Selain performa tersebut, pengunjung juga dapat berpartisipasi dengan menuliskan ungkapan dan perasaan mereka mengenai pengalaman diskriminasi dan bullying yang mengancam kebebasan mereka dalam memilih identitas diri dan kenyamanan. Pendekatan emosional ini diharapkan dapat menciptakan kesadaran dan empati terhadap kebebasan dalam memilih identitas diri.

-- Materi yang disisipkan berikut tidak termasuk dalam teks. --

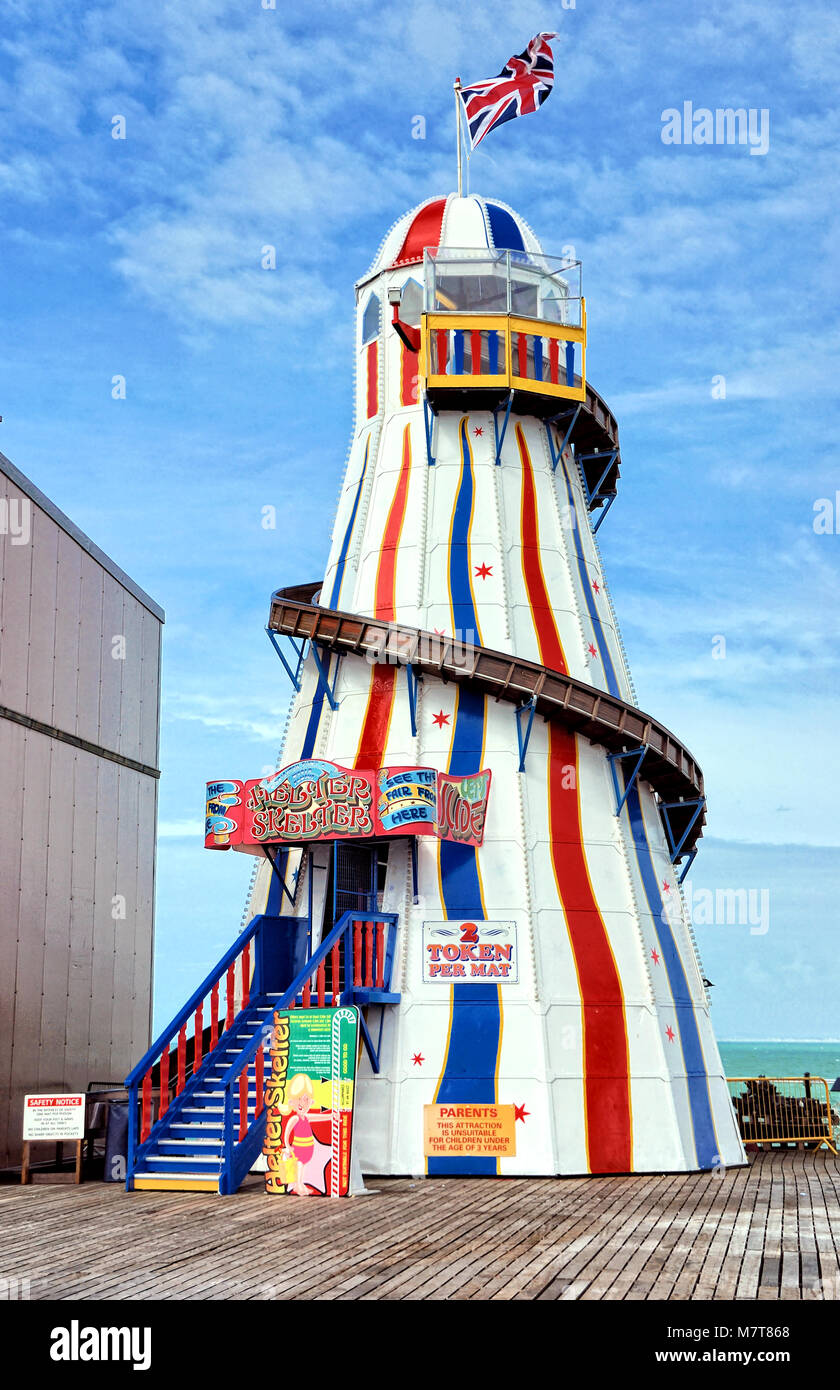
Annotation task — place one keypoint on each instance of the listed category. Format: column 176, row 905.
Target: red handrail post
column 335, row 970
column 369, row 955
column 228, row 1020
column 181, row 1059
column 554, row 360
column 245, row 975
column 244, row 1102
column 198, row 1033
column 260, row 1077
column 214, row 1016
column 164, row 1082
column 380, row 955
column 522, row 353
column 146, row 1107
column 442, row 337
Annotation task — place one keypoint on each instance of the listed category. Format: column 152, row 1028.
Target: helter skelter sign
column 316, row 799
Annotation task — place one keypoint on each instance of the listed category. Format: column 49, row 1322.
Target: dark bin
column 116, row 1143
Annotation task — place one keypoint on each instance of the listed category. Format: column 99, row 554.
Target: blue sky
column 291, row 127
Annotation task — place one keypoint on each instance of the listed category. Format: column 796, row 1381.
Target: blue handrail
column 214, row 977
column 338, row 930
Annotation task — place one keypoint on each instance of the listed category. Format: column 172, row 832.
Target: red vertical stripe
column 373, row 378
column 554, row 362
column 522, row 355
column 605, row 1061
column 551, row 649
column 408, row 375
column 380, row 701
column 605, row 1058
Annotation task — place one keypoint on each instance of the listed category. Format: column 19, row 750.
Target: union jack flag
column 520, row 88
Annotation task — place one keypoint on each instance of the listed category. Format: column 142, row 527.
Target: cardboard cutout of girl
column 299, row 1139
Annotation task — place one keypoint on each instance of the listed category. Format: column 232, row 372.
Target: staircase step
column 171, row 1164
column 192, row 1143
column 175, row 1183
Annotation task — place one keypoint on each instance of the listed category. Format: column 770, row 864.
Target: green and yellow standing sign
column 309, row 1101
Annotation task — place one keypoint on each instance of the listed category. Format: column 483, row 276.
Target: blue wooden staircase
column 196, row 1116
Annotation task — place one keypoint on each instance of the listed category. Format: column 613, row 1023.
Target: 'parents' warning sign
column 53, row 1116
column 469, row 1132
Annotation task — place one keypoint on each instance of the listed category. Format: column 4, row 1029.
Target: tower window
column 370, row 320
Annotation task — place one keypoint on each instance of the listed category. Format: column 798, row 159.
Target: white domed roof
column 454, row 221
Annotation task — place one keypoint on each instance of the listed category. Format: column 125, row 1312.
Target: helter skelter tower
column 465, row 623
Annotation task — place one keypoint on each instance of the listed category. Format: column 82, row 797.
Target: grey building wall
column 78, row 806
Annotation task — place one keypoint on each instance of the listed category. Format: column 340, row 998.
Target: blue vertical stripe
column 470, row 1068
column 587, row 592
column 345, row 542
column 697, row 1079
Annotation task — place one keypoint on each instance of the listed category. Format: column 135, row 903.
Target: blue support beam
column 616, row 758
column 665, row 809
column 499, row 438
column 594, row 494
column 691, row 858
column 323, row 677
column 530, row 709
column 299, row 652
column 429, row 424
column 558, row 453
column 373, row 1052
column 412, row 683
column 604, row 510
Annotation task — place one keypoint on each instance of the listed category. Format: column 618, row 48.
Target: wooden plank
column 565, row 1239
column 66, row 669
column 41, row 655
column 89, row 622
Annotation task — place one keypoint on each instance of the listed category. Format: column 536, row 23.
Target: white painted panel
column 11, row 763
column 42, row 617
column 125, row 927
column 57, row 863
column 103, row 923
column 32, row 922
column 81, row 1020
column 143, row 941
column 132, row 676
column 150, row 691
column 14, row 623
column 110, row 687
column 66, row 670
column 89, row 649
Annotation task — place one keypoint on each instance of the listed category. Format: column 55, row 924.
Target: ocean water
column 778, row 1057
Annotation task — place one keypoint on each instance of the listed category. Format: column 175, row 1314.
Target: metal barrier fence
column 783, row 1109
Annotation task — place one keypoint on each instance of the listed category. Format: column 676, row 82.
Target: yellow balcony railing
column 505, row 350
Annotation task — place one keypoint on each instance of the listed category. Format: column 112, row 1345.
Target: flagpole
column 458, row 131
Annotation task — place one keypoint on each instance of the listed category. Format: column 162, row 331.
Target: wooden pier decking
column 765, row 1232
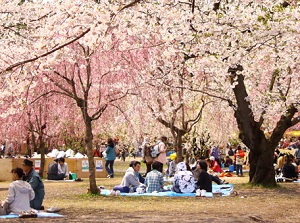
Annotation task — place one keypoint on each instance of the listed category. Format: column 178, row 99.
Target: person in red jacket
column 239, row 161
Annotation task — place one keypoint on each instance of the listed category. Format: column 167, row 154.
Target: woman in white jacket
column 20, row 193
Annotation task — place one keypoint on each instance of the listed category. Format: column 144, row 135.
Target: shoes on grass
column 28, row 214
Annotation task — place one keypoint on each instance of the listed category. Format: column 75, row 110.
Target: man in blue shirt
column 34, row 179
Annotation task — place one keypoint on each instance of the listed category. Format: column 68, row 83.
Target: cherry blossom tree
column 247, row 51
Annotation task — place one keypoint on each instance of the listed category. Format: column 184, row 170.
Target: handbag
column 4, row 209
column 117, row 151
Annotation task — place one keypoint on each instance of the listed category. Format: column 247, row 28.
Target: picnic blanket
column 226, row 190
column 40, row 215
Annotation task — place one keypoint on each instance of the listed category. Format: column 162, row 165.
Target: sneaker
column 117, row 193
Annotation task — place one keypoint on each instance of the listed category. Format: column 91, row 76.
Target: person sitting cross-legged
column 130, row 178
column 154, row 179
column 183, row 179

Profil Seniman : Fredy Hendra
Fredy Hendra (lahir di Jombang, 1994) pernah bekerja di ARK Galerie selama lima tahun. Bekerja lepas dalam berbagai pameran, proyek seni, dan pertunjukan di Yogyakarta sampai saat ini. Tertarik untuk memperdalam pengetahuannya, tidak hanya di bagian teknis seperti menangani tata letak karya, pengemasan karya dan memasak, melainkan juga kerja kuratorial dan bidang lainnya. Aktivitasnya saat ini antara lain sebagai seniman, mahasiswa manajemen di Universitas Terbuka Yogyakarta dan membantu proyek seni rupa sebagai manajer.